Постригу полагалось праздновать не хуже, чем рождение нового сына. Просторные гридницы дворца великого князя наполнились шумом, звоном и приветственными криками. Сам хозяин зорким взглядом следил, чтобы все пили усердно, и если замечал, что чей-то кубок пуст, давал распоряжение слугам наполнить, а иной раз и сам брался за кувшин и наливал. Попробуй не выпей, когда великий князь тебя потчует.
Пиршества продолжались несколько дней, но наконец закончились. Наступали будни. Следовало приводить в порядок дела, изрядно расстроившиеся за долгую печальную зиму.
Разбегавшийся из сел и уцелевший после мора народ начинал возвращаться по домам. Пора было готовиться к пахоте. Людей в селах заметно поубавилось.

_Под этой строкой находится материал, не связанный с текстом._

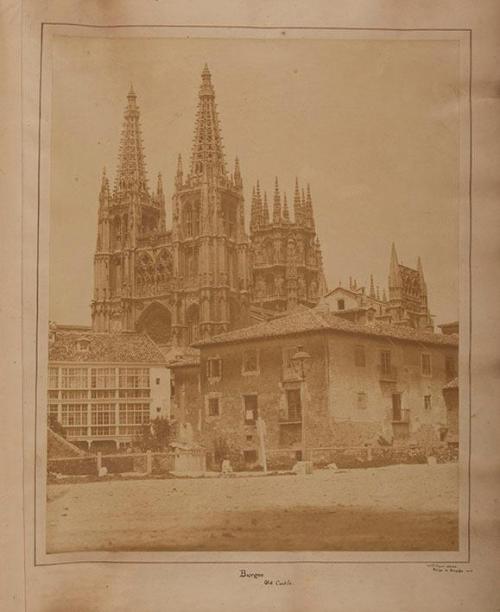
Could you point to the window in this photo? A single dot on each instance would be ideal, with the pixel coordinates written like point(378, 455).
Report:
point(251, 410)
point(250, 361)
point(74, 378)
point(74, 419)
point(102, 393)
point(294, 405)
point(102, 378)
point(450, 367)
point(359, 356)
point(213, 406)
point(133, 414)
point(189, 221)
point(82, 345)
point(53, 378)
point(362, 401)
point(133, 378)
point(214, 368)
point(397, 413)
point(135, 393)
point(288, 353)
point(426, 364)
point(77, 394)
point(385, 362)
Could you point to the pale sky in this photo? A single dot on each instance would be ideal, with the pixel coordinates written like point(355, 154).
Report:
point(373, 126)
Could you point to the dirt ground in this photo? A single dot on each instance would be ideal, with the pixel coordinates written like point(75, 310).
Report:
point(396, 508)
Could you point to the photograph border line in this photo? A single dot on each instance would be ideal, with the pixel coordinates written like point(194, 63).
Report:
point(469, 331)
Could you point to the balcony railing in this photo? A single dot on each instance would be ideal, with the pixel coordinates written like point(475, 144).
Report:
point(402, 417)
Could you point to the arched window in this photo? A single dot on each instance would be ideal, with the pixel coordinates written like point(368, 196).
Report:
point(189, 220)
point(118, 229)
point(269, 250)
point(270, 286)
point(192, 323)
point(196, 220)
point(156, 322)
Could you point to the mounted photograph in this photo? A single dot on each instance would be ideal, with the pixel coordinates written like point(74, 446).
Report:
point(253, 281)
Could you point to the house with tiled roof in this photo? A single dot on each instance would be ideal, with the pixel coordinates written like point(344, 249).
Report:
point(105, 388)
point(359, 384)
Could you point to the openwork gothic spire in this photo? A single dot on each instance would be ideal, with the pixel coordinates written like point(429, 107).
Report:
point(208, 151)
point(131, 175)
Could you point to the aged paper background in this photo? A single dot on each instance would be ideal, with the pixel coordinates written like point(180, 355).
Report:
point(214, 586)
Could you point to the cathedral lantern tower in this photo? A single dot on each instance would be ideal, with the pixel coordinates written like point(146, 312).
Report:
point(407, 302)
point(208, 234)
point(287, 265)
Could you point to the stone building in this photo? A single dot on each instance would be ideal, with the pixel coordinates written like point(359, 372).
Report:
point(204, 275)
point(103, 388)
point(367, 384)
point(405, 303)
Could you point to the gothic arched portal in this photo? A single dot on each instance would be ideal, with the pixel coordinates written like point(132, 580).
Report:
point(156, 321)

Дружинники отлавливали по лесам и дорогам разный бродячий люд и насильно водворяли в опустевшие села. Жизнь продолжалась.
В один из дней в конце апреля второй сын великого князя — Борис, закашлявшись, вдруг замер и больше не смог вздохнуть. Личико его посинело, глаза закатились — из-под полуоткрытых век белели полоски глазных яблок. Ему дули в нос, встряхивали, растирали худенькую, как у Зайчонка, грудку. Но он больше не задышал.
Великий князь хоронил уже второго своего ребенка. После смерти Бориса он постарел: в черных волосах появились первые блестки седины, глубже обозначились складки возле губ. Чтобы поскорей забыть горе, Всеволод искал себе занятия. Снова стал подгонять строительство собора, торопил отливку первого колокола, а когда тот был отлит, велел разбить его и делать новый: первый показался ему недостаточно красивым и сладкозвучным для такого великого храма, каким должен стать Успенский собор.
Но дома, во Владимире, занятий было немного, и Всеволод старался больше находиться в отъезде — посещал города свои, надолго останавливался в монастырях, умиляя братию и игуменов своей страстью к молитве. Просто ездил по окрестным лесам, надеясь, что терпкий запах молодой листвы, теплое дыхание земли и звонкий шум птичьих свадеб помогут ему обрести прежнюю жизненную силу. И действительно — вдали от людей ему становилось легче.
Княгиня Марья не удерживала его возле себя. Может, чувствовала какую-то вину перед мужем: не сумела родить здорового сына, не сумела уберечь. Она тоже искала занятий, вновь увлеклась строительством своего монастыря, который уже так и назывался — княгинин, в поминание Бориса отписала монастырю большое село недалеко от Владимира.
Редко видевшиеся в эту пору Всеволод и Марья были особенно нежны друг с другом, будто боялись неосторожным словом или взглядом разрушить тот тонкий ледок забвения, что уже понемногу затягивал пышущую злым холодом пустоту утраты. Княгиня старалась ни в чем не перечить мужу, а он пытался угадывать ее желания и исполнял их. Почему-то оба полюбили говорить о предстоящем замужестве Верхуславы — может, потому, что она должна была покинуть родительское гнездо по их родительской воле, и эта потеря была иной, не такой, как та, которой они помешать не смогли.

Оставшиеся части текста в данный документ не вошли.